The interesting part of trading yesterday was the Chinese media outlets. News agencies had several articles out yesterday that ‘soothed investors’ concerns’. So my concerns about a disorderly sell-off may be misplaced if that is to continue. I think it’s something to watch.
The PBoC remains silent on cuts. Normally in the lead up to a move there are rumours and/or talk the big five are preparing for a move. However, there are currently no signs of this happening. Coupled with that, the CICC now believes the easing cycle is over from the PBoC.
Grexit – the more you read into the detail of the proposed deal, the more you can’t believe it. Yes, the IMF will be paid by Tuesday but there is no long-term, sustainable funding line here.
Europe clearly doesn’t want to test its so-called ‘firewalls’ to peripheral contagion and an agreement by no means guarantees Greece’s long term future in the European Monetary Union. It will, however, postpone the risk.
The ‘proposal’: A two-year €7.9 billion fiscal adjustment, involving €2.7 billion in the coming year before a ramp up to €5.2 billion in 16/17.
How will this happen? ‘Tax collection’ – Athens is proposing it will raise €7.9 billion through the new tax changes. Growth is still expected to bounce to 3%.
The SYRIZA party came to power arguing that these kind of measures were the reason for Greece’s financial trouble and had doomed the country into a low growth environment. It was suggested yesterday that between 10 to 40 SYRIZA MPs may dissent when the proposal is voted on in the Greek Parliament. That has since been revised to the upper end of that range. The further 12 MPs from a junior coalition partner are also likely to walk. SYRIZA has only an 11 seat minority, meaning the ‘done deal’ has a long way to go.
Even if the deal does get through, the issue falls back to the main stream of revenue – tax collection. No Greek government thus far has been able to propose new tax laws and then fully collect on them.
A ‘done deal’ for Tuesday maybe – but this isn’t a real long-term deal for Greece.
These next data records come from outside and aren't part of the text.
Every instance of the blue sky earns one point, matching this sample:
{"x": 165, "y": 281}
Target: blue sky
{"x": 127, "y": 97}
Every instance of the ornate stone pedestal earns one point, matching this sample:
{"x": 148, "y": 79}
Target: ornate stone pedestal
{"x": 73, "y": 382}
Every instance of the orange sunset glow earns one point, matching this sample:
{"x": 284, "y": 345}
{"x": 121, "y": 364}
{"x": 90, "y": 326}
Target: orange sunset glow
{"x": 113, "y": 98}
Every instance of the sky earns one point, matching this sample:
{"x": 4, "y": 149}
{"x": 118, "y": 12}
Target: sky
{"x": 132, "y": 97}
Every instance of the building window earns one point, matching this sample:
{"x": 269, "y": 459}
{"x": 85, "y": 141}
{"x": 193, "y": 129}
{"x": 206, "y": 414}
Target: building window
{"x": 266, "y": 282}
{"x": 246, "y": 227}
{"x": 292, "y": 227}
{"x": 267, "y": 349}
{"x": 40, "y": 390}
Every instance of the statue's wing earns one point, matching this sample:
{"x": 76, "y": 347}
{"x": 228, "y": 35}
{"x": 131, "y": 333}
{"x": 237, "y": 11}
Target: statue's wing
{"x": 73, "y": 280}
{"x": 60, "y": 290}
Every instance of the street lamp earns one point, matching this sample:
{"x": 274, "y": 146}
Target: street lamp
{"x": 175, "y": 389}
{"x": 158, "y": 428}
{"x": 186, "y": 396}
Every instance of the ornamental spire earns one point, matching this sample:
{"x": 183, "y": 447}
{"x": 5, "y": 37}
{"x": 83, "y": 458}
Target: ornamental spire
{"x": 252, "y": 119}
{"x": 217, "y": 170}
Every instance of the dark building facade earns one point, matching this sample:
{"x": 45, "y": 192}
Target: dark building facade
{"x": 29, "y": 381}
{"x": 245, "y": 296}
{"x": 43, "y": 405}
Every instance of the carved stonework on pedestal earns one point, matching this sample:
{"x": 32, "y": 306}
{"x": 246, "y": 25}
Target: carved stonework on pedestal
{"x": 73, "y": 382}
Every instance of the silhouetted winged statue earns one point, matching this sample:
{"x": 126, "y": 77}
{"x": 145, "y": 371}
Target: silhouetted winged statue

Come August, the next major round of debt repayments are due and a new deal will be needed.
Ahead of the Australian open
We are currently calling the ASX dead flat at 5683. The general market moves have been as expected – to the upside. However, it’s the confession season that is starting to really catch my attention.
Since 1 June, 14 majors have downgraded their earnings for FY15. All have been promptly punished.
The theme of the downgrades has been costs and competition but I see a bigger issue, in that top-line growth is non-existent. This is something I have seen coming for the last two years as the bottom-line growth has come from cost cutting and halting CAPEX. CEOs need to get inventive to stimulate this area.